第62話 ヨーワーイン

【前回のあらすじ】

人類に限らず、全生命体を絶滅させると豪語したエリザベス。

そして、ヨーワーインは、結構ヤバい事になっていた。





「はい高橋です……」


物騒空間を脱出しようと歩いていた箱人間メイドと高橋。

そんな彼に電話がかかってきた。


「あ、高橋!ヤバい事になったよ」


「社長、どうかしたんですか?」


「あ…ありのまま今起こった事を話すぜ!めっっさ批判の電話が来てる、今。

どうやらエリザベスたちと、我々の関係が、警察にバレて公開されたようでね」

「は⁉︎⁉︎」


「社長、デモが起きてます!会社の前でデモが!」


晴輝の声が聞こえてくる。
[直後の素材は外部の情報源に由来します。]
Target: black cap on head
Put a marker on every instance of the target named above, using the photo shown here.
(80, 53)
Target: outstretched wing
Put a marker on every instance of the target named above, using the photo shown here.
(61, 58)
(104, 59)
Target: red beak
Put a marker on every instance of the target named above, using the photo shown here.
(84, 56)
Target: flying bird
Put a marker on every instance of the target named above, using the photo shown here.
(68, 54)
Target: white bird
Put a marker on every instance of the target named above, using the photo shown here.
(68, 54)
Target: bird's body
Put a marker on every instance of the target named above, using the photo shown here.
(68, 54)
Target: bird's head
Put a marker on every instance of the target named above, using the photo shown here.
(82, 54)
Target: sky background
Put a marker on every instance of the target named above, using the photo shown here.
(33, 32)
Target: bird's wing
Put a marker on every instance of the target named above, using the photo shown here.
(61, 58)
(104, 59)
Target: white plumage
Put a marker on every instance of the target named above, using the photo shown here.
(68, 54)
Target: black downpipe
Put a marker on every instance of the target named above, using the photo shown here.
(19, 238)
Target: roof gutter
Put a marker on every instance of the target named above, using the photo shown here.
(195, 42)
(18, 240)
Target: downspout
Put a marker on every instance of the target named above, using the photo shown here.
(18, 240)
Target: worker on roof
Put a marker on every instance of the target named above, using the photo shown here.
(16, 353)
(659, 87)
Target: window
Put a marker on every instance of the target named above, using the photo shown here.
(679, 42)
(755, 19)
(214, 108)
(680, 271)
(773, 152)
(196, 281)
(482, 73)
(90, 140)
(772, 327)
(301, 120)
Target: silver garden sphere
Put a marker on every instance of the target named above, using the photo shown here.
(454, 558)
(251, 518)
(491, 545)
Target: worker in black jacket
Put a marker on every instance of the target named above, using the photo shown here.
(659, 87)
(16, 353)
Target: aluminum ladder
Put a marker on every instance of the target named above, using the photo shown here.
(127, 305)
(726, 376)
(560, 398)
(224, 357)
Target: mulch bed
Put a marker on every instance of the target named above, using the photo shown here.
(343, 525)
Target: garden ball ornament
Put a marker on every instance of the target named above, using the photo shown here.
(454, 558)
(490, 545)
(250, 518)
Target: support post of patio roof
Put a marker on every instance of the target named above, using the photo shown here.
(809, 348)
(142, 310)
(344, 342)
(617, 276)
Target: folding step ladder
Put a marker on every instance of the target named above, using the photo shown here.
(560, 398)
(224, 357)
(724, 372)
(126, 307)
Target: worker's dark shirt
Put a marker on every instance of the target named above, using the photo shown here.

その奥から、人々の声が……。

高橋はフリーズした。


「(んでだよ……)」


「あ、テレビでヨーワーインの特集が!社長、やっと我が社もテレビに出れましたね!」


「何言ってんだオメー!早くデモを終わらせるよう、言ってこい!意味無いだろうけど……。

晴輝は電話の対応を頼む!」


「はい!」


「高橋、お前もそろそろ戻ってこい。くれぐれもヨーワーインの社員だとバレるなよ?」


「え、あはい」


「あと、もしエリザベスの事について聞かれたら、知らないと答えろ。じゃあ さいなら」


高橋は電話を切った。箱人間メイドは尋ねる。


「どうかされたんです?」


「ヨーワーインに対してデモが起こりまして……。

早く地上へ出ましょう!」




「君たち、いったいどういう関係だ?」


2人は驚いた。高橋の背後にいたのは警察だった。


「⁉︎」

「ご同行お願いします。話を聞かせてもらいたい」


「い、いやぁ…ちょっと」


「あなた、ヨーワーインとどういうご関係で?

アルビノの生物兵器について何か知っていたら、教えてほしいですね」


「知りませんて!エリザベスの事なんて!」


「そうですか。ではそこの頭が箱のメイドさんはどなた?」




警察官は箱人間メイドの事について聞いた。


「い、いえ、えっと、偶然ここで会ったもので…」


「おや、先ほど私にはあなたたちが会話しているようにも見えましたが……?

あなたのお名前は?住所は?身分証明書を提示していただきたい」




「え…………高…橋、正弘まさひろです。住所は言えません」


「わかりました」

「ではこれで」


高橋はすぐさま立ち去ろうと、回れ右をし、警察から逃げように歩いていった。





そして、警察官に肩を掴まれた。


「⁉︎」

「ところで、そこのメイドさんは?」


「え、こ、コスプレですよ…あははは」


「ほう、あなたたちは こんな危険な場所でコスプレをするのですか?」


「い、いや……」

「では何ですか?そのメイドは!」


箱人間メイドも焦り始めてきた。汗で箱の色が褪せてきている。


「えーっと、その、あの、すみません、それだけは話せません」


「そうですか………わかりました。ではこれで」




高橋と箱人間メイドは今度こそ、警察から解放された。

しかし、警察官たちの様子は、確かに2人を疑っている。

2人は小言で話した。


「どうしましょうか?箱人間メイドさん」


「地上へ出て、早く会社に戻りましょう。

そうすれば…いえ、それだとデモの対象となってしまいますね。

では、一度家に帰られてみてはいかがでしょうか」


「なるほど。ありがとうございます」




2人の会話が終わったその時、突然床にひびが入った。